It’s fair to say my week peaked by hump day after meeting Oh Land in New York on Monday and James Hamblin in Washington DC on Wednesday.
Jim (as if you haven’t heard of him) ditched his medical career in 2012 for a health editor position at TheAtlantic.com. His main focus is an online series called “If Our Bodies Could Talk”.
He’s the first to point out his work isn’t conventional journalism; if it can be classed as journalism at all.
While in town I also stopped by National Geographic, where I met a bunch of people who specialise in everything from photography to cartography to data analysis to infographics to clay modelling (I’m not even kidding – I met Fernando Baptista).
I came away with renewed appreciation for the benefits of newsroom collaboration, especially in this time of transition.
Vox is an altogether different scene, but also with collaboration / integration at its core. Owing to reporters, designers, and developers working in the same newsroom, skills are shared organically as well as through in-house training. Plenty of company projects are conceived at lunchtime discussions, Yuri Victor told me.
Jessica Lima took a job at Buzzfeed for a similar sense of creative freedom: “At other organisations there are like 20 people stopping you from being creative.”
I’ve learnt that, perhaps owing to all this heightened collaboration, no one does just one job anymore.
“Journalists are being asked to do much more than ever before, with fewer resources,” Duy Linh Tu said in his book.

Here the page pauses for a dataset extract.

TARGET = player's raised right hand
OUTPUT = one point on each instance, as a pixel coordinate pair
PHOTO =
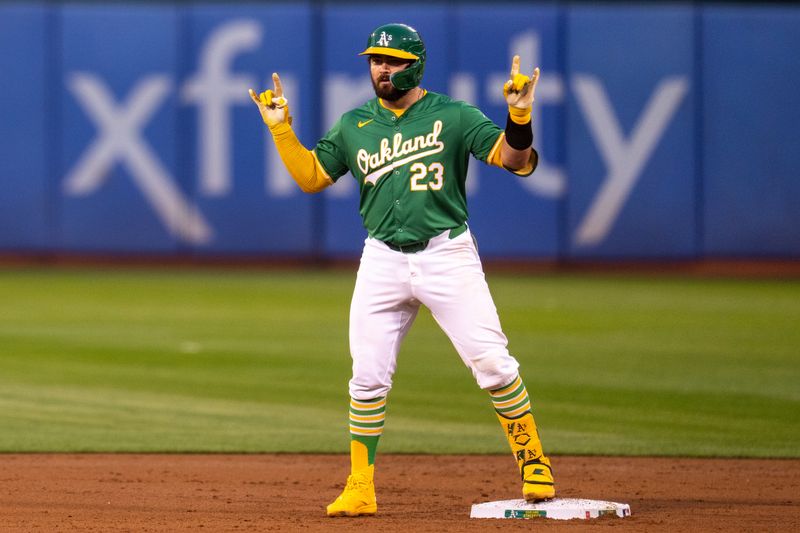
(272, 105)
(519, 92)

“These days, journalists are required to write, shoot photos, analyze data, create graphics, and produce video as regular functions of their jobs.”
This was clearly on show at GeoJourNews, where each presenter boasted a range of abilities relating to half a dozen professions.
Michael Keller is a perfect (if rare) example. The guy does everything: Reports, designs, and programs interactive projects.
Another journalist I met in New York, Justin Silverman, is both a “senior feature writer” and “video producer”.
And Jim, well, Jim is a doctor who writes articles and hosts comedic videos.
What even is journalism.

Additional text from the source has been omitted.